Há nepotismo nesse caso?
Não quero aparecer nesta entrevista como alguém que defende ou não defende o governo. Eu quero aparecer como alguém que defende a Constituição. Segundo a Constituição, um embaixador é equivalente ao ministro de estado. Então, é equivocado dizer que há nepotismo.
Como o senhor viu o embate com o presidente francês Emmanuel Macron, no qual ele chegou a ofender a primeira-dama Brigitte Macron?
Não foi útil para o País. A França é grande parceira do Brasil, sobretudo no caso do acordo do Mercosul com a União Europeia. Bolsonaro saiu do plano institucional e foi para o plano pessoal.
A crise com a Alemanha e França foi originada pela questão do desmatamento e das queimadas na Amazônia. O senhor acha que o governo foi negligente?
Houve muito falatório. Se eu estivesse lá, faria o que o presidente Bolsonaro acabou fazendo dias depois: mandar o Exército para a região para solucionar o problema. Incêndio sempre houve nesta época do ano. O presidente tinha mesmo que mandar combater o fogo e dizer internacionalmente que a Amazônia é nossa, mas a região também interessa à toda a humanidade. O Brasil deveria ter evitado entrar em disputas verbal, bate-boca, o que não foi útil para o Brasil.

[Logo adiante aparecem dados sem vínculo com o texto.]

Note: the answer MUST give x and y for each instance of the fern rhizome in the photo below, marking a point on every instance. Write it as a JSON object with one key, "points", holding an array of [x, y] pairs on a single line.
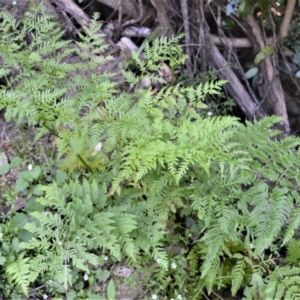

O que o senhor achou de o presidente não reconhecer os números do Inpe sobre o aumento dos desmatamentos e ainda demitir o diretor do órgão?
Foi um debate desnecessário. Num dado momento, ele verificou que o caminho que estava tomando não era o mais adequado. Fala-se que foi um recuo, mas recuo é uma coisa democrática. Se em dado momento você percebe que não está no caminho certo e toma outra direção, é uma coisa democrática. Os ditadores é que não recuam. No meu tempo, eu tomava as atitudes e isso pacificava as coisas. Cada um tem seu estilo. O do Bolsonaro é pelo enfrentamento.
Está faltando gestos de pacificação por parte do presidente?
Durante o meu governo, não tinha essa história do nós contra eles. Não tem que ser brasileiro contra brasileiro. Tem que ser brasileiro com brasileiro. Eu pregava a pacificação. Nessa questão da pacificação, vimos que o governo tentou um pacto nacional, com os líderes do Congresso e do Judiciário, mas não deu certo. Há um equivoco em relação à ideia de pacto. O que eu escrevi recentemente num artigo foi a defesa do Pacto do Alvorada, parecido com o Pacto de Moncloa. Mas, para isso, é preciso trazer para a mesa empresários, governadores, sindicalistas e até a oposição. Dizer a todos: precisamos trabalhar para o crescimento do país. Não precisamos que todos tenham as mesmas ideias. Podem ser divergentes. Mas quando falamos em crescimento e desenvolvimento do país, precisamos ter unidade. Todos têm que se unir, inclusive a oposição. O presidente pode fazer esse chamamento.
Ele precisa descer do palanque?
Está faltando exercer plenamente a Presidência. Não dá para continuar com essa raivosidade que se instalou no País. Hoje tem muita gente com teorias punitivistas. No meu episódio, tudo derivou dessa teoria punitivista: temos que ter a punição a qualquer custo. E aí cometeram atrocidades. Há duas espécies de sequestro. O sequestro criminoso e o sequestro amparado pela lei. Eu fui vitima de dois sequestros, supostamente amparados pela lei. E depois nem amparados pela lei o foram. Tanto que o STJ, por unanimidade, ao me conceder o habeas corpus, deixou claro que essas coisas não podiam ter acontecido. No tocante à pacificação, o presidente poderia chamar todo mundo para conversar, inclusive a oposição.
O presidente Bolsonaro tem condições de fazer esse chamamento?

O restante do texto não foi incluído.